I will live sparingly


Erasure poem derived from The Diary of Samuel Pepys, Saturday 27 December 1662.

Dry Run

Hottest Christmas in years,
read the headlines. The fig tree is
confused, pushing out small

feelers of buds. Warm mist in the air,
thick fog for miles so it feels like the inside
of a greenhouse. Hardware stores nervously eye

snow shovel deliveries that nobody now
will buy. Further south, a Christmas day
tornado and floods. And in the desert, snow

and freezing winds. Whatever world
we fear is coming seems to have arrived.
Wrap your arms in layers of gauze. Be nothing

but tender toward the body
whose ashes will soon rain down
on the ocean’s thick piled curtains.

Outward

Up, my wife to the making of Christmas pies all day, being now pretty well again, and I abroad to several places about some businesses, among others bought a bake-pan in Newgate Market, and sent it home, it cost me 16s. So to Dr. Williams, but he is out of town, then to the Wardrobe. Hither come Mr. Battersby; and we falling into a discourse of a new book of drollery in verse called Hudebras, I would needs go find it out, and met with it at the Temple: cost me 2s. 6d. But when I came to read it, it is so silly an abuse of the Presbyter Knight going to the warrs, that I am ashamed of it; and by and by meeting at Mr. Townsend’s at dinner, I sold it to him for 18d. Here we dined with many tradesmen that belong to the Wardrobe, but I was weary soon of their company, and broke up dinner as soon as I could, and away, with the greatest reluctancy and dispute (two or three times my reason stopping my sense and I would go back again) within myself, to the Duke’s house and saw “The Villaine,” which I ought not to do without my wife, but that my time is now out that I did undertake it for. But, Lord! to consider how my natural desire is to pleasure, which God be praised that he has given me the power by my late oaths to curb so well as I have done, and will do again after two or three plays more. Here I was better pleased with the play than I was at first, understanding the design better than I did. Here I saw Gosnell and her sister at a distance, and could have found it in my heart to have accosted them, but thought not prudent. But I watched their going out and found that they came, she, her sister and another woman, alone, without any man, and did go over the fields a foot. I find that I have an inclination to have her come again, though it is most against my interest either of profit or content of mind, other than for their singing.
Home on foot, in my way calling at Mr. Rawlinson’s and drinking only a cup of ale there. He tells me my uncle has ended his purchase, which cost him 4,500l., and how my uncle do express his trouble that he has with his wife’s relations, but I understand his great intentions are for the Wights that hang upon him and by whose advice this estate is bought. Thence home, and found my wife busy among her pies, but angry for some saucy words that her mayde Jane has given her, which I will not allow of, and therefore will give her warning to be gone. As also we are both displeased for some slight words that Sarah, now at Sir W. Pen’s, hath spoke of us, but it is no matter.
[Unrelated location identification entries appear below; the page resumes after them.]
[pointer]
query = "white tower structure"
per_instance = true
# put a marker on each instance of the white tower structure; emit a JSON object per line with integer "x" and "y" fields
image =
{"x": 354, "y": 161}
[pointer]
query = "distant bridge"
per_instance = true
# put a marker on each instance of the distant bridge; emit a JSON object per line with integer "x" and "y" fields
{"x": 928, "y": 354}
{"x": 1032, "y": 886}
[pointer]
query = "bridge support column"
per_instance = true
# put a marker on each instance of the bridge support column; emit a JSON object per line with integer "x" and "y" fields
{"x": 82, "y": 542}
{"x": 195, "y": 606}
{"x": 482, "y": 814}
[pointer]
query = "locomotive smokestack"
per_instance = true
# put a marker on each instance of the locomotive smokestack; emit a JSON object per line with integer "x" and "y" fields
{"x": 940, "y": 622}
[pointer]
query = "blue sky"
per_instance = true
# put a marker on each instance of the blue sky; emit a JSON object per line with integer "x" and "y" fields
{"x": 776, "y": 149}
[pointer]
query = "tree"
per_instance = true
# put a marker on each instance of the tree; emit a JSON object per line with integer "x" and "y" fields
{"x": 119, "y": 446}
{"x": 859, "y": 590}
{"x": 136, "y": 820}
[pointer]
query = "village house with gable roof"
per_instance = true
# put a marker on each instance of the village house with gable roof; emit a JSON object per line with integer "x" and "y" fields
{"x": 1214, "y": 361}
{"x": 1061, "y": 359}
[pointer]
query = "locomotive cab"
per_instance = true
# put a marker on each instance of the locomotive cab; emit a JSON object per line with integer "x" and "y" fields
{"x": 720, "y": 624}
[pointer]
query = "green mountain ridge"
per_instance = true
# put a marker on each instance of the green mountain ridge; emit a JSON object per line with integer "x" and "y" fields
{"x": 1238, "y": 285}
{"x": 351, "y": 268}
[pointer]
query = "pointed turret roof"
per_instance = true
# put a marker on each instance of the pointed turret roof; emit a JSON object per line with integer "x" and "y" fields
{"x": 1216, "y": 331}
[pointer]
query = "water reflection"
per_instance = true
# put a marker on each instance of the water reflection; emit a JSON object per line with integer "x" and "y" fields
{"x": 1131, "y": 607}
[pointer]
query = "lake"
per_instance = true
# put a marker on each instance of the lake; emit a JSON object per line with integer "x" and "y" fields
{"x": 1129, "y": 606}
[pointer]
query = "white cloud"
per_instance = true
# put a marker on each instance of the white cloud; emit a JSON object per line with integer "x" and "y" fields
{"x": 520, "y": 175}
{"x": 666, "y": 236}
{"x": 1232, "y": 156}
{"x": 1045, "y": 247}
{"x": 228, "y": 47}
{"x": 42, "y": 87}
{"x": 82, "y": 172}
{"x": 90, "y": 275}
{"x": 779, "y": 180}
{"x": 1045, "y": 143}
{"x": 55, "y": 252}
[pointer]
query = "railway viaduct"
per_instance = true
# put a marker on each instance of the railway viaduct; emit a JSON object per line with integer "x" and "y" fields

We shall endeavour to joyne the lion’s skin to the fox’s tail.
So to my office alone a while, and then home to my study and supper and bed. Being also vexed at my boy for his staying playing abroad when he is sent of errands, so that I have sent him to-night to see whether their country carrier be in town or no, for I am resolved to keep him no more.

weary with myself
I watch the fields
their leased light
the fox at play


Erasure poem derived from The Diary of Samuel Pepys, Friday 26 December 1662.

Heard on high

(Christmas Day). Up pretty early, leaving my wife not well in bed, and with my boy walked, it being a most brave cold and dry frosty morning, and had a pleasant walk to White Hall, where I intended to have received the Communion with the family, but I came a little too late. So I walked up into the house and spent my time looking over pictures, particularly the ships in King Henry the VIIIth’s Voyage to Bullen; marking the great difference between their build then and now. By and by down to the chappell again where Bishopp Morley preached upon the song of the Angels, “Glory to God on high, on earth peace, and good will towards men.” Methought he made but a poor sermon, but long, and reprehending the mistaken jollity of the Court for the true joy that shall and ought to be on these days, he particularized concerning their excess in plays and gaming, saying that he whose office it is to keep the gamesters in order and within bounds, serves but for a second rather in a duell, meaning the groom-porter. Upon which it was worth observing how far they are come from taking the reprehensions of a bishopp seriously, that they all laugh in the chappell when he reflected on their ill actions and courses.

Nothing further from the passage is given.